Time(ly) Flying

The Asian Age.  | Mayank Goyal

Life, More Features

We speak to city dwellers to weigh in with their take on the matter.

Missing a flight can be traumatising for people, as they are expensive to purchase but still people tend to almost miss their flights so many times. (Photo: AFP)

The SC said that it is not an obligation for airline companies to ensure that everyone is on board.

Have you been on the edge of missing your flight but somehow, you managed to be on board? Well, it is because you trust the airline so much that they won’t leave you behind considering it’s their duty to do so. Well, not anymore!

The Supreme Court has recently announced that airlines are not “contractually bound” to ensure that every passengers reach the gate on time in order to board the flight after issuing boarding passes.

So if you are a flyer and after the check-ins at the airport, you will be on your own and there will be no obligation of airlines to escort every passenger. However, if you are still facing difficulties to reach the boarding gate, you would have to take the help of the ground staff at the airport.

Missing a flight can be traumatising for people, as they are expensive to purchase but still people tend to almost miss their flights so many times. Like Shirshendu as he is someone who flies  from Delhi to Mumbai and back, regularly. The number of occasions, he almost had to miss his flight have been many. He narrates further, “One incident I remember is that after getting the boarding pass, I was chilling at the airport roaming around and got late to reach at gate on time as it was far but I managed to get the flight.

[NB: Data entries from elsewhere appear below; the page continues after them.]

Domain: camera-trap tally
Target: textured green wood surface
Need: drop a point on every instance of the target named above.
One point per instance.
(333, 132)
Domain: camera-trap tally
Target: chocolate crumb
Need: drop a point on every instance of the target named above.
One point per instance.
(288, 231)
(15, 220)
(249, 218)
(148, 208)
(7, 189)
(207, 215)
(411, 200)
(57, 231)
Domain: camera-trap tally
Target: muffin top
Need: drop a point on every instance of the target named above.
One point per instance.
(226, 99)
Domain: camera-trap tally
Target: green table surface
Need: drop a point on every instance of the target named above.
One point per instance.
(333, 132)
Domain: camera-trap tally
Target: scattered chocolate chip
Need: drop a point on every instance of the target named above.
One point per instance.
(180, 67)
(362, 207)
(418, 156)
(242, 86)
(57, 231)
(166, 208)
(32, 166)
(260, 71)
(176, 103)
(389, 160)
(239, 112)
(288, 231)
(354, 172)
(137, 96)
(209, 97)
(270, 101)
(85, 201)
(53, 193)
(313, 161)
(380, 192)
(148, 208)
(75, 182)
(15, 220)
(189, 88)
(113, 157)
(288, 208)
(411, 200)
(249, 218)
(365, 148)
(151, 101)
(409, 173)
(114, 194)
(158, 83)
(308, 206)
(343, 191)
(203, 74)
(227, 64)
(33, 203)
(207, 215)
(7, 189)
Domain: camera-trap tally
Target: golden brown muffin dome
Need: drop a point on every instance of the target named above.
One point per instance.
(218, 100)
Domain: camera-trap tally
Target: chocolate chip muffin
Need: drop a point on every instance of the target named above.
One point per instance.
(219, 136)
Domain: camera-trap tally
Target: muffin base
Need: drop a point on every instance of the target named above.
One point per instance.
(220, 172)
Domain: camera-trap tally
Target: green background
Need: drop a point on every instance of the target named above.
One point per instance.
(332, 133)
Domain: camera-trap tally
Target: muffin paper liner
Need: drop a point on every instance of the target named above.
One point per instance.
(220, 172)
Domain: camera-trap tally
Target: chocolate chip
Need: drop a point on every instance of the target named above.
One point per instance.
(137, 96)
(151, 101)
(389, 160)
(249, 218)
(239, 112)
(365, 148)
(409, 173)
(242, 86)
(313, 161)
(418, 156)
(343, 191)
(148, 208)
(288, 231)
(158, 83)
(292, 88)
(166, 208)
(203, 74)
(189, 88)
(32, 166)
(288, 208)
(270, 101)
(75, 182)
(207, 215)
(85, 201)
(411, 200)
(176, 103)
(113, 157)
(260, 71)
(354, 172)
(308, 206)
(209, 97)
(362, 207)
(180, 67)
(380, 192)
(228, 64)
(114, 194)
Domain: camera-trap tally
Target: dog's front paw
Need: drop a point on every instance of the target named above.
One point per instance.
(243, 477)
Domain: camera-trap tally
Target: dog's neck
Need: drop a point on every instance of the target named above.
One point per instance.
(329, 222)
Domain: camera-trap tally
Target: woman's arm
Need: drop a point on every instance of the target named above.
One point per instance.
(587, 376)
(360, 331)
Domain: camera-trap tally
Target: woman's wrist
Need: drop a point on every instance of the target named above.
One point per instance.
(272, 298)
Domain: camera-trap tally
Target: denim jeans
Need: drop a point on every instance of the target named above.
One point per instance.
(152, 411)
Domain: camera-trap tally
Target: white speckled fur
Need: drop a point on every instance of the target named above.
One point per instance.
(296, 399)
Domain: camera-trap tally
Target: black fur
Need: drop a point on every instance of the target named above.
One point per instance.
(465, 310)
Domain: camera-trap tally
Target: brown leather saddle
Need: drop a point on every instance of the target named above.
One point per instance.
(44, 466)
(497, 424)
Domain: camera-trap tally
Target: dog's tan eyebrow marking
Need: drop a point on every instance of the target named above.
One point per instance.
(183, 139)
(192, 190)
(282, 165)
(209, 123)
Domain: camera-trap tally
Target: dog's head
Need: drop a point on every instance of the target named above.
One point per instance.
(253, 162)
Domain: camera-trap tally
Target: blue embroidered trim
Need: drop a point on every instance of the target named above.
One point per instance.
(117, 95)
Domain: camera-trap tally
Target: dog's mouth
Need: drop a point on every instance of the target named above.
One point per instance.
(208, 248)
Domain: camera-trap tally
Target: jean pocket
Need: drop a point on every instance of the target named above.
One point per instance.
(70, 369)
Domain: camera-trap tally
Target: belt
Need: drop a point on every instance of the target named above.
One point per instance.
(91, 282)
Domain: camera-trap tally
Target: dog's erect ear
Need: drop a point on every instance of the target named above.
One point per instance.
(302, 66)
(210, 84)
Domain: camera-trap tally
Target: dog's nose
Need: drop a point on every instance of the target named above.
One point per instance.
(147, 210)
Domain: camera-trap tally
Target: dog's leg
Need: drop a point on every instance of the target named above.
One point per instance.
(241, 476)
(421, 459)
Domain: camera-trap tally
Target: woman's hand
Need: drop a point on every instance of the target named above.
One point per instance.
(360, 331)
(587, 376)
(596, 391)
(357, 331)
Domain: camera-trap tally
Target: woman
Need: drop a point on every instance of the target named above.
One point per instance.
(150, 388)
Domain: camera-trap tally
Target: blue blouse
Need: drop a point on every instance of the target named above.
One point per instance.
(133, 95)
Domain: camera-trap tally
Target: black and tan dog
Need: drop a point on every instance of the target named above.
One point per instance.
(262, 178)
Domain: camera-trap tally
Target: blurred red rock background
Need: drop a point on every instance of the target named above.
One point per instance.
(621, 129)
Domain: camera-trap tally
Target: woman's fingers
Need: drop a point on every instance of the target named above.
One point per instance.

On the decision taken by the SC, he opines, “It is something that has not done intentionally, but if this happens now I know I will miss my flight. This is the right thing what the authorities are planning to do as people actually take their flights very causally and miss them.”

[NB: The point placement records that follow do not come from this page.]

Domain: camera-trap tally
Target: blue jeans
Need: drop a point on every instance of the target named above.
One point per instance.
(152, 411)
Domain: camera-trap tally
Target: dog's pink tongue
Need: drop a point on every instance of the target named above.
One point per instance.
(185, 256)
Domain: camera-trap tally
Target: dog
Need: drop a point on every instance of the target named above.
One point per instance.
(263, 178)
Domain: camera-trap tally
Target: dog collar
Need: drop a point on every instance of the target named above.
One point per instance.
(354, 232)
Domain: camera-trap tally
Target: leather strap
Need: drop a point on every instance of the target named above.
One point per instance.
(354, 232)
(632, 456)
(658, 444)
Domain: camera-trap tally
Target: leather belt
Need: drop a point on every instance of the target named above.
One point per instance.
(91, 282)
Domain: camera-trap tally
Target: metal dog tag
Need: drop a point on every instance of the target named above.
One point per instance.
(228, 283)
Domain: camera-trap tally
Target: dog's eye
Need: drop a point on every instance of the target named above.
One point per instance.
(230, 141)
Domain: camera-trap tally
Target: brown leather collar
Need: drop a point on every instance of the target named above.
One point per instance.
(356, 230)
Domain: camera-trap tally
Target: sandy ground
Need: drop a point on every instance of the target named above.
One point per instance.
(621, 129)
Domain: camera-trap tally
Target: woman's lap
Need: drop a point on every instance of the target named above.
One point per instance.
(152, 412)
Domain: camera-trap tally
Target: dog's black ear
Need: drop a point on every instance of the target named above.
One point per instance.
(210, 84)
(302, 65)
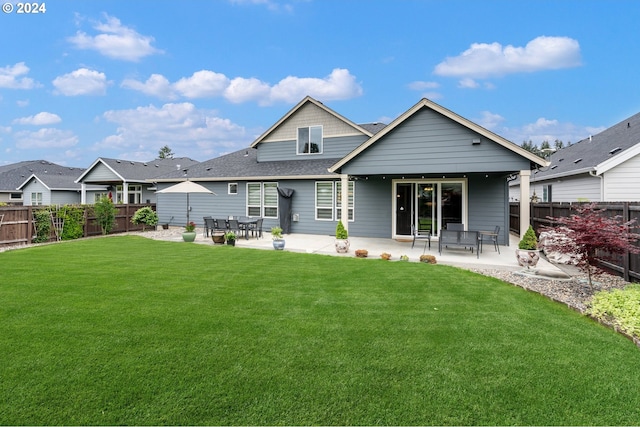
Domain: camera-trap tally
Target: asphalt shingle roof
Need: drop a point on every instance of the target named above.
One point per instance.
(589, 152)
(53, 175)
(244, 163)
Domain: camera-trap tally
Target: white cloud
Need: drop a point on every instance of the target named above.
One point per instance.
(202, 84)
(157, 85)
(484, 60)
(41, 119)
(189, 131)
(340, 84)
(10, 77)
(45, 138)
(81, 82)
(115, 41)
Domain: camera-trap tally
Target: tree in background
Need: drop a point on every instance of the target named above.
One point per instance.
(165, 153)
(105, 213)
(591, 236)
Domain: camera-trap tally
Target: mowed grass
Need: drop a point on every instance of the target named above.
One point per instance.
(127, 330)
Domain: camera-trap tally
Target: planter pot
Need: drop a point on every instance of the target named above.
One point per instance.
(527, 257)
(342, 246)
(218, 237)
(189, 236)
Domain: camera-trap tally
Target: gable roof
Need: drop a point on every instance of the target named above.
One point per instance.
(131, 171)
(14, 176)
(243, 165)
(598, 153)
(301, 104)
(425, 103)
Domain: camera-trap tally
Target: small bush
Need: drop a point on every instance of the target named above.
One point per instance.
(620, 307)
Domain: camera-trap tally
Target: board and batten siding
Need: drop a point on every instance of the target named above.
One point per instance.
(623, 182)
(333, 148)
(429, 142)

Whereas, Riya Gupta a student expresses that the decision made by the Supreme Court is a very just decision in her opinion, considering that a lot of people purposely laze around and avoid coming in early so that they don’t have to wait at the airport once the boarding pass has been issued. She further points out, “While, it is seen as the duty of the airline staff to make sure that the passenger has proceeded towards the security check and to ensure that he/she is seated in the carrier on time. But, it is not so and is far from the job that they have originally been assigned.”

Ambar, a recent graduate also echoes the same sentiment saying, “It is our headache to reach on time as it is our ticket — our journey. But morally speaking, the airline companies have this responsibility but it is not an official obligation although it may seem quite rude.”

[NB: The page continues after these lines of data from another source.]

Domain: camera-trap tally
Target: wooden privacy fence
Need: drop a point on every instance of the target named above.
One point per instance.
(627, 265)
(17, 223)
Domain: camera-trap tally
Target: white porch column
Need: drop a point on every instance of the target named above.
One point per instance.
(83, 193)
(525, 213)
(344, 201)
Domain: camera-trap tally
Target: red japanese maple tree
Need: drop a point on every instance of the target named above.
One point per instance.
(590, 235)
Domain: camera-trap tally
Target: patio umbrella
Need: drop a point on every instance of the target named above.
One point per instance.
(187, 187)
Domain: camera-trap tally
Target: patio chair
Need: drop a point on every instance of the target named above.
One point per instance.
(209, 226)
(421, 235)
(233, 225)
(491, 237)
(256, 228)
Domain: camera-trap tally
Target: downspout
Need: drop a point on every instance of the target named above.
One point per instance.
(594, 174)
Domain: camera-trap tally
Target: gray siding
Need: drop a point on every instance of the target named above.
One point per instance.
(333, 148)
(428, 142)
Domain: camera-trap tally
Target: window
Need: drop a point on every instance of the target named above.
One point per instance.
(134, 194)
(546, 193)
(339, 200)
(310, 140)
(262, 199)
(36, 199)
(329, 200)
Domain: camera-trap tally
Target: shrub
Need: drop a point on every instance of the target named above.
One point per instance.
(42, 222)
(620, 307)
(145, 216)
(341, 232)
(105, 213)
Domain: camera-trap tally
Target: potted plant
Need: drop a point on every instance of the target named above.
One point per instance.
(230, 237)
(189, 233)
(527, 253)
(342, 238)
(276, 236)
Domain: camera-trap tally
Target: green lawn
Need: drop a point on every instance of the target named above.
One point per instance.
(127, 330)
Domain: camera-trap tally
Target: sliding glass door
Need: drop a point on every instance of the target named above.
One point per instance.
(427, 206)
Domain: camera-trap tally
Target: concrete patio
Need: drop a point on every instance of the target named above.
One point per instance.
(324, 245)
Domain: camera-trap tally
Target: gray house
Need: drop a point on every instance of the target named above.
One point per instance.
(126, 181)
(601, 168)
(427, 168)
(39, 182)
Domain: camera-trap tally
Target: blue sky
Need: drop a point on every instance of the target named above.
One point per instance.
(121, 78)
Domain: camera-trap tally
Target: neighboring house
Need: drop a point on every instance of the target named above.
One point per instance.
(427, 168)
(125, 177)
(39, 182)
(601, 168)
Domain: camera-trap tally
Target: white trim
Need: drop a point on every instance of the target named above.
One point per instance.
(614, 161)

Kartik, a student, suggests that if one wants to avoid not missing their flight because of traffic, he says, “Using the metro trains to reach the airport would be convenient than using any road-based transport.”

Shriya Sachdeva agrees as well calling it a good judgement and concludes, “Indians already have a tendency to not take deadlines seriously. With this thing coming into action, it will at least make people a little more punctual and will lead to less chaos.”